Exhibition

  • Floating Monuments: Mecca Flats
    Jeremiah Hulsebos-Spofford, Faheem Majeed, Andrew Schachman, and Avery R. Young
    Curators
    Chicago Park District, Chicago
    Jul to Sep 2023
  • GRANTEE
    Floating Museum
    GRANT YEAR
    2022

Concept sketch for "Floating Monuments: Mecca Flats," 2022. Courtesy Floating Museum

Floating Monuments: Mecca Flats is an inflatable architectural monument that conjures up themes of erasure and disinvestment on Chicago’s South and West Sides while celebrating Chicago’s Black Renaissance. Mecca Flats was originally built for white residents during the 1882 Worlds fair and was desegregated in the first half of the twentieth century, becoming a major gathering site for the Chicago Black Renaissance. It was demolished in 1952 to build Illinois Institute of Technology’s Crown Hall. By using a deployable sculpture at an architectural scale across multiple Chicago Park District sites, the project seeks to explore what it means to conjure up the ghosts of past architecture through a complicated monument that intersects with histories of colonialism, capitalism, urban planning, cultural production, and a contested building envelope. The piece shows how an interdisciplinary project can blur the lines between architecture, sculpture, performance, and institutional partnerships to model a pluralistic approach to monumentality.

Jeremiah Hulsebos-Spofford is a visual artist and assistant professor of sculpture at Indiana University Northwest. His work has been shown at the Museum of Contemporary Art Chicago, the Arts Club of Chicago, the American Academy of Arts and Letters (NYC), UC San Diego Art Gallery, Glass Curtain Gallery, and Hyde Park Art Center, among other spaces.  He has held fellowships and done residencies at the Sculpture Space, the MacDowell Colony, Vermont Studio Center, the Brown Foundation Program at the Dora Maar House, the American Academy in Rome, and the Skowhegan School of Sculpture and Painting.  His work has been supported by grants from the Foundation for Contemporary Arts, the Harpo Foundation, the Propeller Fund, the Chauncey and Marion Deering McCormick Foundation, the Field Foundation, an Illinois Arts Council Fellowship, the Joyce Foundation, the Gaylord and Dorothy Donnelley Foundation, an Indiana University Presidential Arts Fellowship, and a Fulbright Fellowship in Sicily. Selected reviews of his projects have appeared in Artforum, Sculpture Magazine, Hyperallergic, and the Chicago Tribune.

Faheem Majeed is an artist, educator, curator, and community facilitator. He blends his unique experience as a nonprofit administrator, curator, and artist to create works that focus on institutional critique and exhibitions that leverage collaboration to engage his immediate, and the broader community, in meaningful dialogue. Majeed received his bachelor of fine arts degree from Howard University and his MFA from the University of Illinois at Chicago (UIC).

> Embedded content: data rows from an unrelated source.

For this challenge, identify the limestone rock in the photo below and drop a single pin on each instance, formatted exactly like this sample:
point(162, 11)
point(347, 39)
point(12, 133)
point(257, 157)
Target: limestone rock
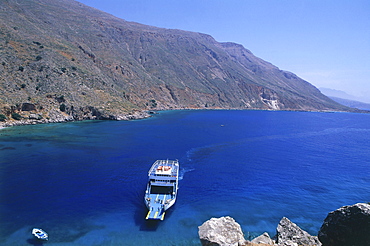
point(264, 238)
point(222, 231)
point(348, 225)
point(290, 234)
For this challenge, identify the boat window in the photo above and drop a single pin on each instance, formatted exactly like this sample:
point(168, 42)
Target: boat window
point(161, 189)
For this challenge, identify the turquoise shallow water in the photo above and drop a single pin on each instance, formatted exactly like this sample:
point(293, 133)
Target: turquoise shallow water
point(84, 182)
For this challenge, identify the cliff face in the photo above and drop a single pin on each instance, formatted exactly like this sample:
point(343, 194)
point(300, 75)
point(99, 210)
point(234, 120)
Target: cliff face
point(65, 57)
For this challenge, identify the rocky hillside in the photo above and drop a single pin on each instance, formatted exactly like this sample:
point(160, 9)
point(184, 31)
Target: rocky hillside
point(60, 58)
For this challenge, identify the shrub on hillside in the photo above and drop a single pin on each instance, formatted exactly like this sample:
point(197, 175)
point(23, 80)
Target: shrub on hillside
point(2, 117)
point(16, 116)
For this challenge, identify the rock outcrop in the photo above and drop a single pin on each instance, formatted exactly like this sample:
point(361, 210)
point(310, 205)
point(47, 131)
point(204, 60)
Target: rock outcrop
point(288, 233)
point(263, 239)
point(348, 225)
point(222, 231)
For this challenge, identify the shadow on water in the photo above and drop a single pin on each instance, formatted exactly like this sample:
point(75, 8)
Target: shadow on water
point(149, 225)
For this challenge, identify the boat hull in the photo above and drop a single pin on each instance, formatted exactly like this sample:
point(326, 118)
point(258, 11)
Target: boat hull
point(162, 188)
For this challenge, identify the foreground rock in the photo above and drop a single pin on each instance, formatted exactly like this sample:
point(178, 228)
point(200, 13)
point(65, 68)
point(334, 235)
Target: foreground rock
point(348, 225)
point(222, 231)
point(263, 239)
point(288, 233)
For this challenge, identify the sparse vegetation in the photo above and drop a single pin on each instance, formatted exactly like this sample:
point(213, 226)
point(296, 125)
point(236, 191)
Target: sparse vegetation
point(16, 116)
point(2, 117)
point(62, 107)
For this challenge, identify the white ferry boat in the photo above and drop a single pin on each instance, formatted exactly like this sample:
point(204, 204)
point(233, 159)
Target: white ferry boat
point(40, 234)
point(162, 188)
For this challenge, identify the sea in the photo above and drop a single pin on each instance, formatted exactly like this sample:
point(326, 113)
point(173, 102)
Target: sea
point(84, 182)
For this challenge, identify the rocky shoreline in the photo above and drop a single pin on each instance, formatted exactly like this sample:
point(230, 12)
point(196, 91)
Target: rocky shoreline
point(346, 226)
point(58, 117)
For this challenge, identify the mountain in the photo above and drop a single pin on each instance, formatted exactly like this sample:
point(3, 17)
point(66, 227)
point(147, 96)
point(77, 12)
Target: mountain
point(337, 93)
point(62, 59)
point(352, 103)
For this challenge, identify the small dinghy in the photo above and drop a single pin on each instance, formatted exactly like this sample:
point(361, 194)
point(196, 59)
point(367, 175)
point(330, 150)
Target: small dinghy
point(40, 234)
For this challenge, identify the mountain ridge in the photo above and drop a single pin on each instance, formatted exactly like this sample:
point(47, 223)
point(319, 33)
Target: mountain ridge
point(81, 63)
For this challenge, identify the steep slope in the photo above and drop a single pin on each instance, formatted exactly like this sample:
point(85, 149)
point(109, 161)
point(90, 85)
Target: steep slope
point(62, 58)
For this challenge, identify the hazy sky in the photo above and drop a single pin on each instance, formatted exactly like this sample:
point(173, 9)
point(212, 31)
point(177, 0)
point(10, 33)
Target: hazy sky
point(326, 42)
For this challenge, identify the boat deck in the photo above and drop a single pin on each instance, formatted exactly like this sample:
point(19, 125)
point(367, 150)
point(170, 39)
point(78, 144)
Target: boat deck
point(162, 188)
point(157, 211)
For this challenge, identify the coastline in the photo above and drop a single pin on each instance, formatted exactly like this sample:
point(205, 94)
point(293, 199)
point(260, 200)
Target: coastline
point(135, 115)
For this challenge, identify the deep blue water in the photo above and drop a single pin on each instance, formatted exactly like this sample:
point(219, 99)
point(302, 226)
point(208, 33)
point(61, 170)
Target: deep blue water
point(84, 182)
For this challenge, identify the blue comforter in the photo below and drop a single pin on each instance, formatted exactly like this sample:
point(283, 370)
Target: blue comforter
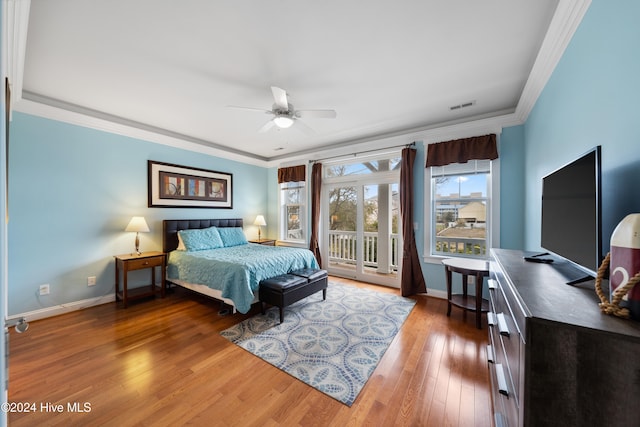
point(237, 270)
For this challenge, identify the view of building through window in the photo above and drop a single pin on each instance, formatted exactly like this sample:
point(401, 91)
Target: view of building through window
point(460, 214)
point(363, 216)
point(293, 197)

Andrew Schachman designs environments, infrastructures, and installations. He is the executive codirector of two organizations that are experimental spaces for delivering arts and culture within existing metropolitan networks: Floating Museum and Fieldwork Collaborative Projects. Trained as an architect, he designed and managed projects for the offices of Zaha Hadid, Perkins and Will, Carol Ross Barney, and Doug Garofalo. His projects have received numerous awards, including the Distinguished Building Award from the American Institute of Architects and the Richard H. Driehaus Foundation Award for Architectural Excellence in Community Design. As Principal of Studio Andrew Schachman, he recently completed the design for the Palais de Tokyo’s exhibition, Singing Stones, in the roundhouse of the DuSable Museum of African American History. Schachman is a lecturer in urban design at the University of Chicago.

Best known as a poet, songwriter, and performer, multi-disciplinary artist Avery R. Young is also an award-winning teaching artist who mentors youths in the crafts of creative writing and theater. He has been an Arts and Public Life Artist-In-Residence at the University of Chicago and has written curriculum for Columbia College Chicago, Young Leeds Authors, True Star Magazine, and Chicago Public Schools Art Integration Department. Young’s poems and essays on HIV awareness, misogyny, race records, and art integration have been published in The BreakBeat PoetsThe Golden Shovel Anthology: New Poems Honoring Gwendolyn BrooksAIMPrint, and other anthologies.

Floating Museum is an arts collective that creates new models exploring relationships between art, community, architecture, and public institutions. Using site-responsive art, design, and programming we explore the potential in these relationships, considering the infrastructure, history, and aesthetics of a space. Floating Museum is codirected by Avery R. Young, Andrew Schachman, Faheem Majeed, and Jeremiah Hulsebos-Spofford.